L’auteur est belge, mais c’est pourtant à la littérature latino-américaine que ce roman m’a fait immédiatement penser, ce qui pour moi est un compliment.

Sur le fond tout d’abord. L’histoire se situe dans un pays imaginaire dans lequel se succèdent des dictateurs qui, tous, sous couvert d’apporter au peuple développement et modernité, recourent à la violence et au racket légalisé et généralisé. Un décor que ne renieraient pas des auteurs tels que Gabriel Garcia Marquès ou Mario Vargas Llosa pour ne citer que deux des plus connus. Nous y suivons le destin de jumeaux, un frère Marcio et sa sœur Léonora. Élevés dans une famille d’agriculteurs pauvres, ils grandissent sous les coups de Paps et Mams, parents dépassés par leur condition économique et incapables d’amour, et sont astreints à un travail de forçat sans espoir d’un avenir plus radieux. Il y a cependant dans leur vie de la joie car Marcio et Léonora s’aiment. Obligés de cacher cet amour interdit, ils usent de mille subterfuges pour échapper au joug familial, jusqu’à ce que leur relation soit un jour découverte et conduise à leur séparation. La suite du roman entremêlera l’histoire de leur quête pour enfin se retrouver à celle de la quête du peuple pour sa libération, entre paysan terroriste, et sorcière meneuse de foule. Pour tous, la rébellion gronde !

Sur la forme, ensuite. Écrit comme un conte, le roman est tour à tour foisonnant, poétique et cru. L’auteur joue en permanence sur le contraste car, si tout y est réaliste, la violence, les cris, la pauvreté, tout y est en même temps fictif et romanesque, ce pays imaginaire, ces dictateurs au nom improbable, ces personnages et événements souvent excessifs.

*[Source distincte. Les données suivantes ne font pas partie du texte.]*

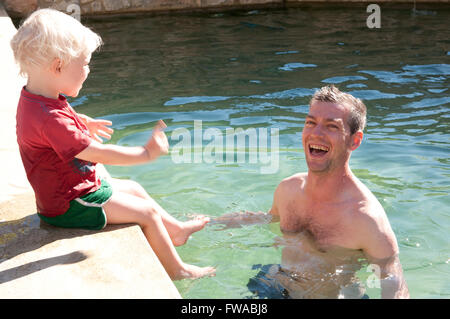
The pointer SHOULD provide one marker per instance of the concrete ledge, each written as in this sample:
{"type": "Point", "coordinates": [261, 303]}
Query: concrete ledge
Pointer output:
{"type": "Point", "coordinates": [41, 261]}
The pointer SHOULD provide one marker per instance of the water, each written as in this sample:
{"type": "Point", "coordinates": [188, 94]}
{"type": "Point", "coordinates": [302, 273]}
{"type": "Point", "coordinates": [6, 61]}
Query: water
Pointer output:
{"type": "Point", "coordinates": [258, 69]}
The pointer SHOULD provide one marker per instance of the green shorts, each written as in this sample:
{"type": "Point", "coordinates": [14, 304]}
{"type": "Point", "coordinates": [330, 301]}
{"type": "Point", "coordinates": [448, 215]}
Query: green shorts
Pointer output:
{"type": "Point", "coordinates": [84, 212]}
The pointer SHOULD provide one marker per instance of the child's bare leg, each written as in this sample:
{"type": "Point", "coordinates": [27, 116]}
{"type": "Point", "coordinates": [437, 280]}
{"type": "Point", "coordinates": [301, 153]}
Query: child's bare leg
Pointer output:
{"type": "Point", "coordinates": [125, 208]}
{"type": "Point", "coordinates": [178, 231]}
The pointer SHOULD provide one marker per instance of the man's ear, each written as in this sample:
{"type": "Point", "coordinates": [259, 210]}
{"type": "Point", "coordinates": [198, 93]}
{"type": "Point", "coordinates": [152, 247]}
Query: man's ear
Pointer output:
{"type": "Point", "coordinates": [356, 140]}
{"type": "Point", "coordinates": [56, 66]}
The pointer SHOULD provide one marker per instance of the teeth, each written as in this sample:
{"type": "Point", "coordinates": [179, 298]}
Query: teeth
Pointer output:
{"type": "Point", "coordinates": [319, 147]}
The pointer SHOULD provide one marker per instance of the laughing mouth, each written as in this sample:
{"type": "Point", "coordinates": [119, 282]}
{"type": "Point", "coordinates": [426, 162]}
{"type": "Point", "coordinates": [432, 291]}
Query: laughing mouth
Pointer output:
{"type": "Point", "coordinates": [316, 149]}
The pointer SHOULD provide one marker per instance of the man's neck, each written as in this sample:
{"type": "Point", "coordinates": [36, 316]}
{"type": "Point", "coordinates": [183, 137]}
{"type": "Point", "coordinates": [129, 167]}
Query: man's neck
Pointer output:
{"type": "Point", "coordinates": [327, 186]}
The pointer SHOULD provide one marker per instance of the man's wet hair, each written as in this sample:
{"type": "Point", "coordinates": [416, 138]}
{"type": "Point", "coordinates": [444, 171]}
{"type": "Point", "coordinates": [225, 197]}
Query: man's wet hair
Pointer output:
{"type": "Point", "coordinates": [358, 111]}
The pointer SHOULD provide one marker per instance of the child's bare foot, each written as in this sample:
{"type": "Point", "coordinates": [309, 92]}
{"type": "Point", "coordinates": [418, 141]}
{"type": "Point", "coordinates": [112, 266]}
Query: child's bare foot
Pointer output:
{"type": "Point", "coordinates": [193, 272]}
{"type": "Point", "coordinates": [188, 228]}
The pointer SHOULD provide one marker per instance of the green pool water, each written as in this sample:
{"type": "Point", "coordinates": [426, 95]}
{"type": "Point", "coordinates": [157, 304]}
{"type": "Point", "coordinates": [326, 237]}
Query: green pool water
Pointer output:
{"type": "Point", "coordinates": [258, 69]}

Il y a du lyrisme et de la poésie là-dedans, même dans les moments les plus noirs.

Sans doute le style de Pense aux pierres sous tes pas peut-il déstabiliser un lecteur habitué à une écriture plus classique, mais la découverte sera au minimum intéressante. Antoine Wauters réussit à créer ici un univers aux personnages attachants et dotés d’une résilience hors norme, tout en abordant sous un angle fort et original le thème de la liberté des êtres et des peuples.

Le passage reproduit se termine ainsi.